Kirjoittanut: Teemu Istolainen - tiimistä Avanteam.

Esseen tyyppi: Yksilöessee / 2 esseepistettä.

KIRJALÄHTEET
KIRJA KIRJAILIJA
Shoe Dog: A Memoir by the Creator of Nike
Knight, Phil
Esseen arvioitu lukuaika on 3 minuuttia.

I’m addicted to sneakers. So, choosing to read this book that combines business and sneakers is a no-brainer for me. It was also one of the best books that Bill Gates had read in 2016.

Shoe Dog: a memoir by the creator of Nike is an autobiography by the founder of Nike, Phil Knight. He was born in Portland, Oregon, U.S.A in February 1938. In the 1960’s he came up with a crazy idea to import Japanese running shoes to the United States. The idea came from him seeing Japanese cameras being popular in the States, so he thought, why not shoes? In November 1962, after graduating from Stanford, he went for a trip around the world, one stop being Kobe, Japan where he met with the owner of Onitsuka Tiger, a shoe manufacture company. He left the meeting with distribution rights for the western United States. Blue Ribbon Sports was born. He then went back to the US and partnered with his former running coach Bill Bowerman.

During the next few years, Phil Knight, Bill Bowerman, and Jeff Johnson, the first official employee of Nike, continuously sold more shoes, while Bowerman was also attending running competitions tracking the performance of the athletes and of course the shoes, even in the 1964 Olympics in Japan. Blue Ribbon Sports was growing steadily. Knight started working as an accountant at Price Waterhouse, while running Blue Ribbon Sports during the early mornings, late nights, and weekends plus vacations.

In 1966, Johnson fell asleep while driving, shattering his collarbone, foot, and skull when he crashed. Knight wrote him a letter and closed it by telling Johnson if he sold 3,250 pairs of Tigers by the end of June 1966, Blue Ribbon Sports would open their first retail store in the West Coast where Johnson was located. September 1966, 3107 Pico Boulevard, Santa Monica, the first retail store of Nike was opened.

1967, Phil Knight quit his job as an accountant and started as an assistant professor in Portland State University, teaching accounting. In his first class, there was a striking young woman in the front row with golden long hair and matching golden hoop earrings. Her name was Penelope Parks. After recording the highest grade in the class on the midterm, Knight offered her a job as a bookkeeping assistant at Blue Ribbon. A few months go by and he gathers the courage to ask her out for a date. They were married in September 1968.

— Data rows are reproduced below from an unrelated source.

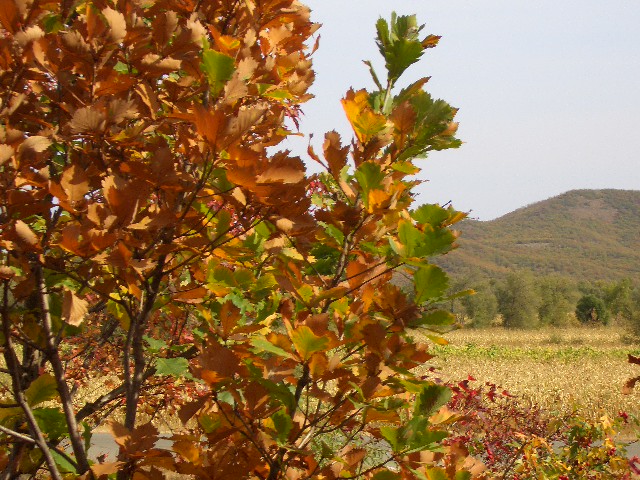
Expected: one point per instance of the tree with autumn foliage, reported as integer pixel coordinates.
(153, 238)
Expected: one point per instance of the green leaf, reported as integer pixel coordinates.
(307, 342)
(9, 415)
(154, 344)
(283, 424)
(369, 175)
(410, 237)
(52, 422)
(399, 43)
(334, 232)
(430, 399)
(42, 389)
(280, 392)
(174, 367)
(64, 465)
(434, 215)
(218, 68)
(430, 283)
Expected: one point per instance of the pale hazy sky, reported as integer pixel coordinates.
(548, 91)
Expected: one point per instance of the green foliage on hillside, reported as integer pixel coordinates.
(582, 234)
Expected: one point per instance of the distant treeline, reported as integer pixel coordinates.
(523, 300)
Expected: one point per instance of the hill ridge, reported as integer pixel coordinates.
(583, 234)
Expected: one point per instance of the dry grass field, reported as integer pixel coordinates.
(562, 370)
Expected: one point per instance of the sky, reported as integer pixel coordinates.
(548, 92)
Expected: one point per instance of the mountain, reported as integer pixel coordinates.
(582, 234)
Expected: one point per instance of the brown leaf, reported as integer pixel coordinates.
(117, 24)
(431, 41)
(87, 120)
(164, 27)
(157, 64)
(102, 469)
(148, 97)
(208, 124)
(627, 388)
(282, 174)
(187, 450)
(74, 41)
(35, 143)
(74, 182)
(191, 295)
(29, 35)
(6, 273)
(74, 308)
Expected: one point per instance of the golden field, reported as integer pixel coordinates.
(561, 370)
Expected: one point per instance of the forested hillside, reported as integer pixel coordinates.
(582, 234)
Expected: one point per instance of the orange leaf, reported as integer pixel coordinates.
(8, 15)
(86, 120)
(117, 24)
(191, 295)
(74, 182)
(102, 469)
(25, 236)
(74, 308)
(187, 450)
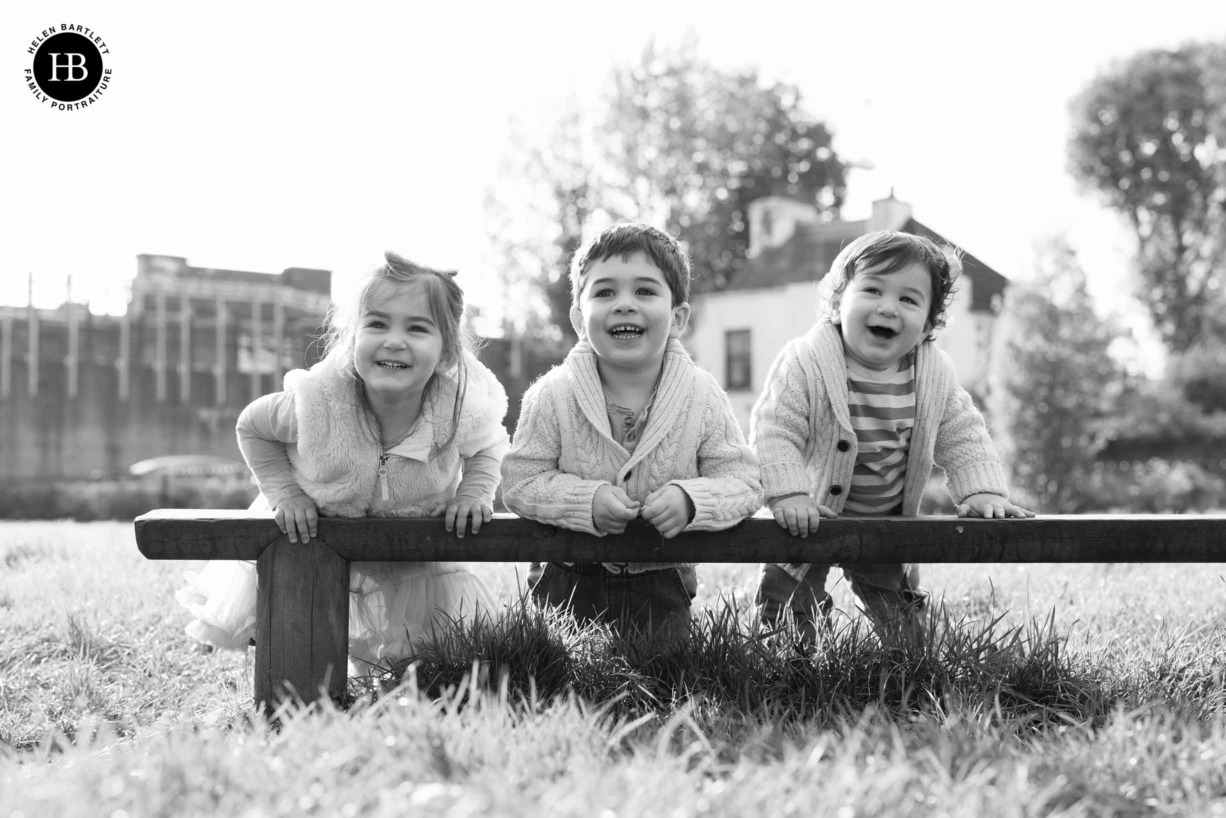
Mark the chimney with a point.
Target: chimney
(889, 214)
(772, 221)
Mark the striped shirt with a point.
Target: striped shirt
(883, 412)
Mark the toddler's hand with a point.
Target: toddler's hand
(798, 514)
(991, 505)
(670, 509)
(461, 509)
(612, 508)
(297, 516)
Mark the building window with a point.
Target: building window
(737, 370)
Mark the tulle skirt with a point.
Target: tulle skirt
(394, 607)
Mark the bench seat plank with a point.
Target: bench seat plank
(191, 534)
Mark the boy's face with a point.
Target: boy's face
(625, 310)
(883, 317)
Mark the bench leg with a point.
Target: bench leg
(302, 628)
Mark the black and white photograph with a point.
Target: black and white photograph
(657, 409)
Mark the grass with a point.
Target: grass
(1048, 691)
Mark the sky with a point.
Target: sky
(260, 136)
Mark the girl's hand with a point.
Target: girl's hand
(297, 516)
(461, 509)
(612, 508)
(798, 514)
(991, 505)
(670, 509)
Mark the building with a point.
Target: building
(85, 395)
(737, 332)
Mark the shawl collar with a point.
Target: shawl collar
(677, 384)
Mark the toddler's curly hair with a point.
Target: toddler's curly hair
(885, 252)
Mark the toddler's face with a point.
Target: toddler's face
(883, 317)
(399, 345)
(625, 310)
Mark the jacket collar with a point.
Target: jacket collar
(676, 382)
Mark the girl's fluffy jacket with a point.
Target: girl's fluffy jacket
(336, 458)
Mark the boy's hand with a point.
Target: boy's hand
(798, 514)
(612, 508)
(461, 509)
(670, 509)
(297, 516)
(991, 505)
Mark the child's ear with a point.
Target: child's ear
(681, 320)
(576, 321)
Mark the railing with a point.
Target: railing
(302, 617)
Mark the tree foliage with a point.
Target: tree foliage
(677, 142)
(1053, 380)
(692, 145)
(1150, 136)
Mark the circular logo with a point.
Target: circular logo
(68, 66)
(68, 70)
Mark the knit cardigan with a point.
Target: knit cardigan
(336, 456)
(801, 427)
(563, 449)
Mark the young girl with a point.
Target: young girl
(397, 420)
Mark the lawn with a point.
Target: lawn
(1050, 691)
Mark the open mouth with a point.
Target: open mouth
(883, 332)
(625, 331)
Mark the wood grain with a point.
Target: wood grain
(185, 534)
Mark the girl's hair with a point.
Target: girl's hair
(887, 252)
(445, 299)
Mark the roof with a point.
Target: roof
(808, 254)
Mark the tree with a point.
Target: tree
(692, 145)
(1150, 136)
(536, 216)
(1053, 384)
(674, 141)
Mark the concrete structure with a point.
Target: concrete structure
(85, 395)
(737, 332)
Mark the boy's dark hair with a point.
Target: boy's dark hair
(887, 252)
(625, 239)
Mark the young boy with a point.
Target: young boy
(628, 426)
(852, 418)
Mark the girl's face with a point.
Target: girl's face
(399, 345)
(883, 317)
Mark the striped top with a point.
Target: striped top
(883, 413)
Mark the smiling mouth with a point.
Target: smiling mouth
(625, 331)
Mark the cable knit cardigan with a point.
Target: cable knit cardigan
(563, 450)
(801, 427)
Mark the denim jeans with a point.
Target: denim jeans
(889, 592)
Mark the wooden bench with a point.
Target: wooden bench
(303, 616)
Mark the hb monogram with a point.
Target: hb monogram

In 1971, Blue Ribbon Sports was in a lot of trouble. They had a lot of assets but lacked cash and couldn’t pay for the incoming shipment of shoes worth $22,000. Blue Ribbon Sports also needed a logo for their new soccer shoes. Carolyn Davidson was a young artist who Phil had met at Portland State University and who had done a few ad slicks and brochures for Blue Ribbon Sports designed the famous Swoosh-logo for Blue Ribbon Sports for $35. Initially Knight didn’t even like the logo, “It’ll have to do” he said. The decision to call the company Nike, happened during the same year.  A few years after Nike’s Initial Public Offering (IPO), in 1983 Davidson was given 500 shares for her input. The current value of those shares is around $2,9 million. In 2011 she hadn’t sold any of the shares according to the media.

Skip forward to this day, you can see Nike shoes wherever you go. The book is a refreshing reminder of what the path to success really looks like. Hard work, long hours, a lot of stress, personal life struggles, never-ending debts, issues with suppliers. Shoe Dog: Brutally honest tale of how Nike grew from a crazy idea to the largest supplier of athletic shoes and apparel.

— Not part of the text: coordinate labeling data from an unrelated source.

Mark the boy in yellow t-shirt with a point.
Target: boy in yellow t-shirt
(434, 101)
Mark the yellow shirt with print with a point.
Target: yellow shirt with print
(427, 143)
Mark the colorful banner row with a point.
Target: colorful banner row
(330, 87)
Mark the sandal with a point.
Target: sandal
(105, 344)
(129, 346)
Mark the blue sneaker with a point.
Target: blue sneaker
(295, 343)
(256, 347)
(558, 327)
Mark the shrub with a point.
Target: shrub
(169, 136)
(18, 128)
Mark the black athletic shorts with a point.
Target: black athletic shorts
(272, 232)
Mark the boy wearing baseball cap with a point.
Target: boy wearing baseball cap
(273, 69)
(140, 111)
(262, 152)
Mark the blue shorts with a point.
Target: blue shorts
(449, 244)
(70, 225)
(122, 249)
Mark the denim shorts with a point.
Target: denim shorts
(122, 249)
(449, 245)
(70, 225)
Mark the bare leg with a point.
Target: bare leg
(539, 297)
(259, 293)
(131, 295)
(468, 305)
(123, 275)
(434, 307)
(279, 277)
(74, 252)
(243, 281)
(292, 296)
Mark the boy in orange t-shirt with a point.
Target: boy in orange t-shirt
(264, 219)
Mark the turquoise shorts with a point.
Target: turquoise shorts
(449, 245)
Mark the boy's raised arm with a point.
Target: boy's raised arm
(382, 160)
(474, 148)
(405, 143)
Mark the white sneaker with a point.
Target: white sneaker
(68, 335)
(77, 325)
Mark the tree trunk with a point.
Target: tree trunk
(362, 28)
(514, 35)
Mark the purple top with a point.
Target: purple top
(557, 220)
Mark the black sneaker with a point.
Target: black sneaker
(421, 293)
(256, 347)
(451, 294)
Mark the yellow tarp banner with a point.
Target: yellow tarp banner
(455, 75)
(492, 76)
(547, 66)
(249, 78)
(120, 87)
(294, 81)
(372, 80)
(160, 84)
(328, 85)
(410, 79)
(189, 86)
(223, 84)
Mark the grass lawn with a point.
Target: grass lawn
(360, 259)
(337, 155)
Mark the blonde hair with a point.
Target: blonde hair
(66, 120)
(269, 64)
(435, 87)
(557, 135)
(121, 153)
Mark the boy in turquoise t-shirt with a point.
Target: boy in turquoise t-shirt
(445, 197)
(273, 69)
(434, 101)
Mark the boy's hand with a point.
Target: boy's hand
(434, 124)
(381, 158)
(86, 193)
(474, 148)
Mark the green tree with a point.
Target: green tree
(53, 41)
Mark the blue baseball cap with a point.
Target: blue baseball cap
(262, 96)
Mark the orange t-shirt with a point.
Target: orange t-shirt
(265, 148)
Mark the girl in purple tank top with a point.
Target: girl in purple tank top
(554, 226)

The whole book is a story of going all in and not giving in. Phil understood that starting the business was risky, but he dived right in. He also emphasized that founding and managing Nike was not a career for him, it was his calling. “I’d tell men and women in their mid-twenties not to settle for a job or a profession or even a career. Seek a calling.”

I would’ve though wanted to read about the manufacturing of a shoe and the technicalities behind creating a shoe from scratch. The book focuses mostly on business and personal life, leaving the tech-savvy hanging. But I understand Knight’s point. The whole idea of the book is to tell his story as honestly as he can, not to teach the reader.

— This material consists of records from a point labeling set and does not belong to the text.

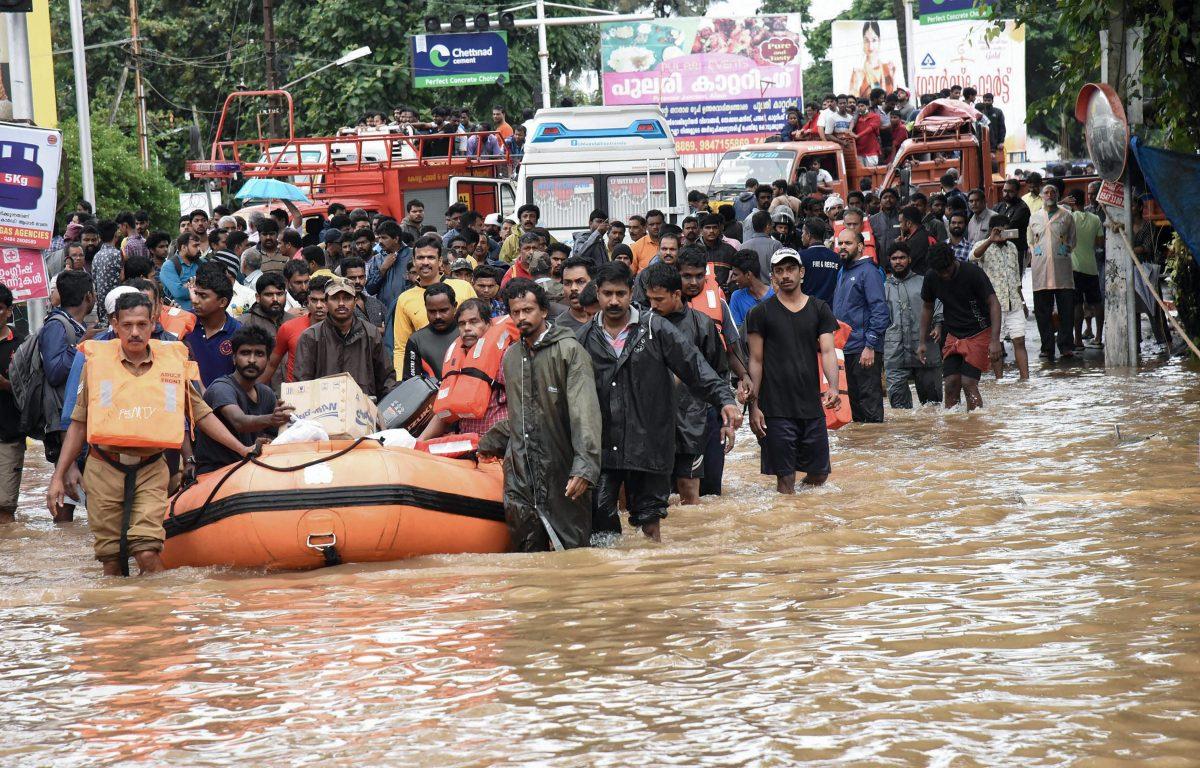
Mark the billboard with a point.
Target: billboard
(720, 82)
(963, 53)
(465, 59)
(937, 11)
(865, 54)
(24, 271)
(29, 185)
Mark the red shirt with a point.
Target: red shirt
(288, 337)
(867, 135)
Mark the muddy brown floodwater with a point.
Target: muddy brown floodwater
(1007, 588)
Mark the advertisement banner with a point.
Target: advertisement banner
(937, 11)
(865, 54)
(24, 271)
(720, 82)
(963, 53)
(29, 185)
(462, 59)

Shoe Dog: a memoir by the creator of Nike, is one of the best business books I’ve read. Not because of the checklists, hints and tips it gives out to readers, quite on the contrary. The honesty, failures, mistakes. They make Shoe Dog humane and relatable. Knight also underlines the importance of luck. It’s not 100% hard work, there has to be a certain amount of luck to be successful. Even though the journey was tough, the next quote from the book tells everything necessary. “God, how I wish I could relive the whole thing.”

 

REFERENCES:

Knight, P. H. (2016). Shoe dog: a memoir by the creator of Nike. New York: Scribner.